Маргоша кивнула своей красивой головой, встала из-за стола и присела к Веньке на самую заднюю парту. Венька, как зверек какой-то, шарахнулся…
— Гера, начинай собрание, — сказала Маргоша.
Г. А. вышел и встал за учительский стол.
Я должна кое-что объяснить. Наша Маргоша отличная учительница, она знает свой предмет так, что мы, и даже самые умные из нас — Г. А., Гриня Гринберг, Зоенька, как ни странно, Петька Зворыкин (он математик), Коля и… мы всегда немного теряемся, когда она задает нам вопросы, между прочим, по программе, но зато нам всегда очень интересно.
Она почему-то преподает географию. Я бы хотела, чтобы она преподавала литературу. У нас литераторша так себе. «Что хотел сказать Пушкин этим своим стихотворением?» А я не знаю, что он хотел сказать. Да и никто, наверно, толком не знает. Сам Пушкин, наверно, не думал, что его будут проходить в школах. Мало ли что он хотел сказать! А вот читаешь его и совсем не думаешь, что он хотел сказать. Он сказал — и все. И все понимаешь. Ну, не очень-то и не всегда, но главное все-таки понимаешь… Папа о Пушкине вообще не может говорить спокойно.

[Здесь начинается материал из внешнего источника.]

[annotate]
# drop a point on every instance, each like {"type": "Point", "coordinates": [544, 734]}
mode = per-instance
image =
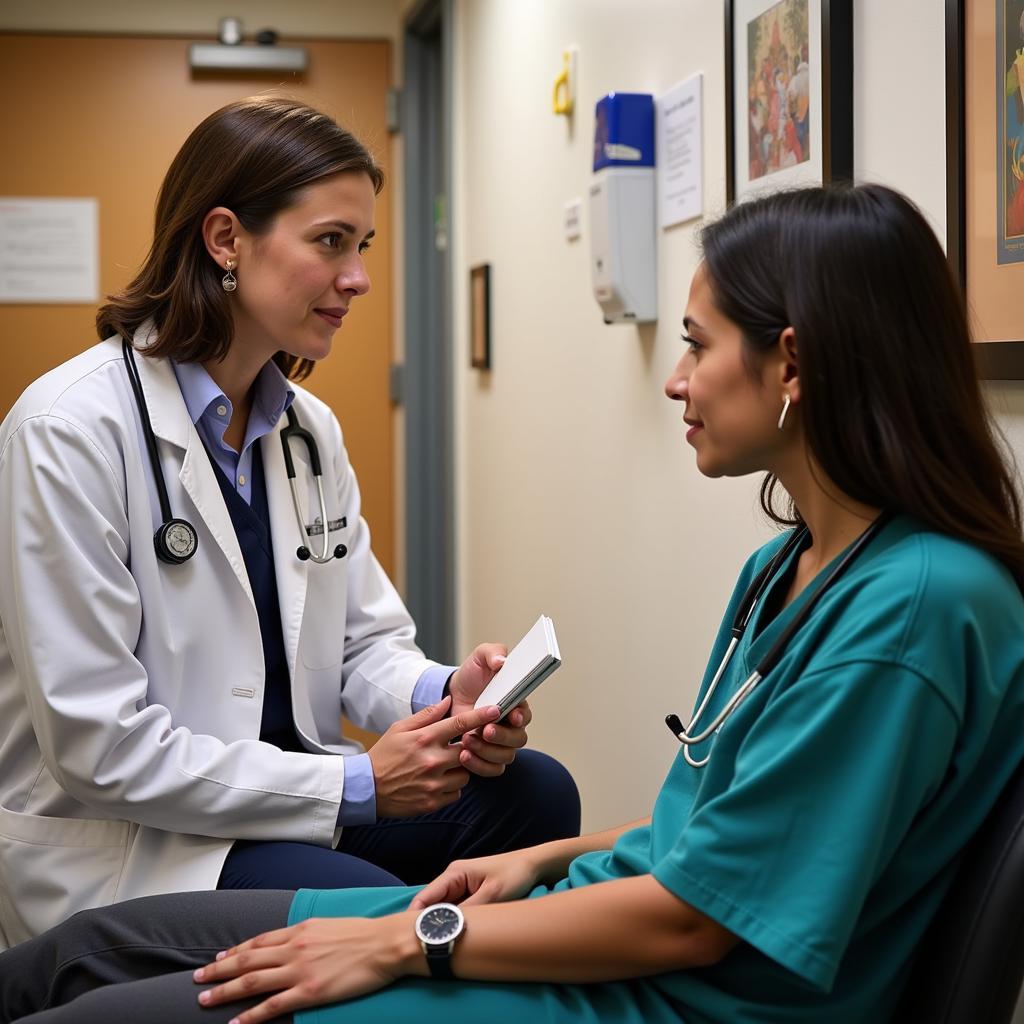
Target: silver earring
{"type": "Point", "coordinates": [785, 409]}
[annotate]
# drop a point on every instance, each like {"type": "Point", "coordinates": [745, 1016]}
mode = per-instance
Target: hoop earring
{"type": "Point", "coordinates": [785, 410]}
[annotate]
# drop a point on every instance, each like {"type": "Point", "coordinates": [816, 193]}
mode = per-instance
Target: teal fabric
{"type": "Point", "coordinates": [825, 828]}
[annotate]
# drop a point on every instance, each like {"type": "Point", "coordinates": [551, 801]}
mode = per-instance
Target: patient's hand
{"type": "Point", "coordinates": [323, 960]}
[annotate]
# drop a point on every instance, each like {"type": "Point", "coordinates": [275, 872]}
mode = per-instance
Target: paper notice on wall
{"type": "Point", "coordinates": [49, 250]}
{"type": "Point", "coordinates": [680, 157]}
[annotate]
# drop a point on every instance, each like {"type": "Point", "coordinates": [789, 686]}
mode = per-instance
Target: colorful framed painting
{"type": "Point", "coordinates": [788, 70]}
{"type": "Point", "coordinates": [479, 316]}
{"type": "Point", "coordinates": [985, 175]}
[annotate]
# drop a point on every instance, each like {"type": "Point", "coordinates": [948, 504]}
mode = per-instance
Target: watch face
{"type": "Point", "coordinates": [439, 924]}
{"type": "Point", "coordinates": [180, 539]}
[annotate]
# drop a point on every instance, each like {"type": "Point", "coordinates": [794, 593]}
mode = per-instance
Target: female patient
{"type": "Point", "coordinates": [797, 852]}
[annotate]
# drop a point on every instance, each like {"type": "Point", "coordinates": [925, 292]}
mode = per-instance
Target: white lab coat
{"type": "Point", "coordinates": [131, 691]}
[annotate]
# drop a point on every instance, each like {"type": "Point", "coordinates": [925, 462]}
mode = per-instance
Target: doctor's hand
{"type": "Point", "coordinates": [484, 880]}
{"type": "Point", "coordinates": [417, 768]}
{"type": "Point", "coordinates": [486, 752]}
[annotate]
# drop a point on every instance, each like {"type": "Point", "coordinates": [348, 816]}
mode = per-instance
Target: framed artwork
{"type": "Point", "coordinates": [788, 103]}
{"type": "Point", "coordinates": [479, 316]}
{"type": "Point", "coordinates": [985, 175]}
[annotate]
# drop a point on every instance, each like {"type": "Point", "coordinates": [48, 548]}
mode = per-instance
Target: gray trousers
{"type": "Point", "coordinates": [133, 961]}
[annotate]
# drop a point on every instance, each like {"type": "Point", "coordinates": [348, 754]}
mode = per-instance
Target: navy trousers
{"type": "Point", "coordinates": [534, 801]}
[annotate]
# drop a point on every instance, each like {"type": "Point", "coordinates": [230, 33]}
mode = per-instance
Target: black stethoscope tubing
{"type": "Point", "coordinates": [176, 540]}
{"type": "Point", "coordinates": [740, 621]}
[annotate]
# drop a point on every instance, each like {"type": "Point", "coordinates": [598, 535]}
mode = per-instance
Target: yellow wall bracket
{"type": "Point", "coordinates": [564, 92]}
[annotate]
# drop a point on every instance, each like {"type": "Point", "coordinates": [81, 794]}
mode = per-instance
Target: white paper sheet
{"type": "Point", "coordinates": [49, 250]}
{"type": "Point", "coordinates": [680, 156]}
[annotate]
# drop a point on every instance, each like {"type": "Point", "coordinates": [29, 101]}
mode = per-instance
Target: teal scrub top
{"type": "Point", "coordinates": [824, 829]}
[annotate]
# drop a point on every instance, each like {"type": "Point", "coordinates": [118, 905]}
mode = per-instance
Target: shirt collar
{"type": "Point", "coordinates": [272, 393]}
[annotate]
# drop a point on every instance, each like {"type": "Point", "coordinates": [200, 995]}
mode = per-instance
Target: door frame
{"type": "Point", "coordinates": [426, 126]}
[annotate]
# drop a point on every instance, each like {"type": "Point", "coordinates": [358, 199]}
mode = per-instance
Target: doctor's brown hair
{"type": "Point", "coordinates": [890, 398]}
{"type": "Point", "coordinates": [254, 157]}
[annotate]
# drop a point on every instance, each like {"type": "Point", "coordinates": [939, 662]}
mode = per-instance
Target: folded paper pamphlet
{"type": "Point", "coordinates": [527, 665]}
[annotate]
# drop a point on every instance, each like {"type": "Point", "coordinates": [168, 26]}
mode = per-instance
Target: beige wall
{"type": "Point", "coordinates": [578, 495]}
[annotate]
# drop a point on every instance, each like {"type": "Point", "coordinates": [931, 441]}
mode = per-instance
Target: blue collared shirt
{"type": "Point", "coordinates": [210, 410]}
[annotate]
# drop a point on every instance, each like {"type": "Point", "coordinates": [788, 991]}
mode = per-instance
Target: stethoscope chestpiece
{"type": "Point", "coordinates": [675, 726]}
{"type": "Point", "coordinates": [175, 542]}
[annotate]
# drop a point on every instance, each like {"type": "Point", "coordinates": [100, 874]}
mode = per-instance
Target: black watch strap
{"type": "Point", "coordinates": [439, 961]}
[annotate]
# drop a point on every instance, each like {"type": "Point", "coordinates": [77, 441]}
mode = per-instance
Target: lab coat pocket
{"type": "Point", "coordinates": [53, 867]}
{"type": "Point", "coordinates": [322, 642]}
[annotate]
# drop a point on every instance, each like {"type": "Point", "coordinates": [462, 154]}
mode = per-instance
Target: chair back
{"type": "Point", "coordinates": [971, 964]}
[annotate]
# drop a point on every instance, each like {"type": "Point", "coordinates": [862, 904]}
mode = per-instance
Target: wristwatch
{"type": "Point", "coordinates": [437, 928]}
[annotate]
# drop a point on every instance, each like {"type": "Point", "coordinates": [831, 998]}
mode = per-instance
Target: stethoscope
{"type": "Point", "coordinates": [740, 621]}
{"type": "Point", "coordinates": [176, 540]}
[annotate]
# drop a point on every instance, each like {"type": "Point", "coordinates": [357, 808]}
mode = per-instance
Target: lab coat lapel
{"type": "Point", "coordinates": [291, 572]}
{"type": "Point", "coordinates": [171, 423]}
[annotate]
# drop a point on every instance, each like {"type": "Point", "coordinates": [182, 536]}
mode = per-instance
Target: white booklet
{"type": "Point", "coordinates": [527, 665]}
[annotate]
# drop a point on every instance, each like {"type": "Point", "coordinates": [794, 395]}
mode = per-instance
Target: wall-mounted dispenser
{"type": "Point", "coordinates": [623, 209]}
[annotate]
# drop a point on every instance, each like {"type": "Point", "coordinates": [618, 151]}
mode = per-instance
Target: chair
{"type": "Point", "coordinates": [971, 963]}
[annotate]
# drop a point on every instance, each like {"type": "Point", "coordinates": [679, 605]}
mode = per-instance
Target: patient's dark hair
{"type": "Point", "coordinates": [255, 157]}
{"type": "Point", "coordinates": [890, 398]}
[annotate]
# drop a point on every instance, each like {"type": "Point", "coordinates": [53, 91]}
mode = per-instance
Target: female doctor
{"type": "Point", "coordinates": [172, 706]}
{"type": "Point", "coordinates": [811, 823]}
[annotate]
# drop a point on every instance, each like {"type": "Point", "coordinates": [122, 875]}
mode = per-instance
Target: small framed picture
{"type": "Point", "coordinates": [788, 72]}
{"type": "Point", "coordinates": [479, 316]}
{"type": "Point", "coordinates": [985, 175]}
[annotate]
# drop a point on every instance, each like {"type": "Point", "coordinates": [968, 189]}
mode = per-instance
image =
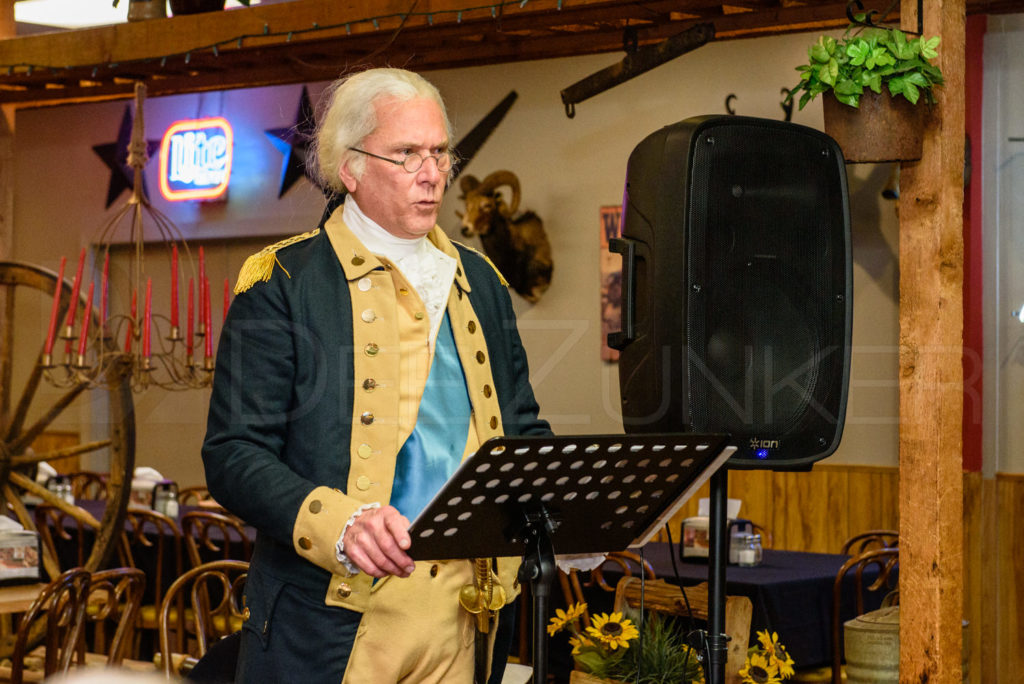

— Я засыпал под Пушкина и просыпался под Пушкина, — говорит он. — И вот сейчас мне много лет, а я помню, как мама читала мне на сон грядущий «Руслана и Людмилу»… «Дела давно минувших дней, преданья старины глубокой…» И если ты будешь знать Пушкина — тебе захочется знать все!
И вот что интересно — по литературе у меня железная четверка. По грамматике — пять, а по содержанию всегда четверка.
— Басова, как всегда, в своем репертуаре, — говорит наша литераторша Рената Петровна. — Ей мало темы, которую утвердило гороно, ей обязательно надо высказать свои мысли. Это, конечно, неплохо, но надо их иметь, а Басова перепевает чужие, вычитанные из взрослых журналов. А там бывают всякие мысли. И в них даже мы, специалисты, иногда разбираемся с трудом. А ваше дело — программа!
Ничего я не перепеваю. Я просто стараюсь думать — так, по крайней мере, учит папа.
Но нашей Ренате — мы ее зовем «граната» — ей нужны только «взрыв». Она так и говорит: «Пушкин — это взрыв нашей поэзии. Горький — это взрыв нашей прозы». «Взрыв» — это она произносит вначале шипящим голосом, а потом — на «р» — она сама вз-з-з-р-р-р-рывается.